In fact, I remain circumspect as for the priority of obtaining a legal recognition of nudity (i.e., if I am right, no one would be put on trial for being nude, in any place and at any time). It would be more careful and more realistic to consider that, in the current status of our society, the right to be nude must be acknowledged within a given framework. Today, this framework is still restricted (a few beaches and closely delimited areas), and it seems to be narrowing year by year (whereas, at the same time, the commercial use of women nudity for advertising knows almost no limit). Fighting against this erosion of our spaces of naturist freedom is important and urgent.

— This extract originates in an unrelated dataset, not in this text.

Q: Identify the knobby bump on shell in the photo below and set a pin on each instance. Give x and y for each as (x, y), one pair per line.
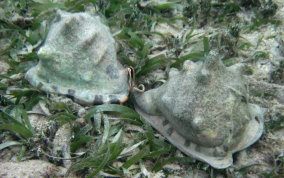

Enlarging the legal framework of nudity would certainly help - for instance, nudity should be authorized in all natural areas as long as it is not visible from roads and highway, and should be naturally granted on beach and riverside… Of course, a few areas would have to be reserved (at least for some time) to clothed people, so that no one would be confronted with nudity against his or her will. Obviously, would remain prohibited any from of sexual exhibition (although it is difficult to provide any indisputable definition) and any form of harassing. Such new legal framework would indeed hit a taboo… but it is may be not the most urgent, and certainly not the last taboo to hit.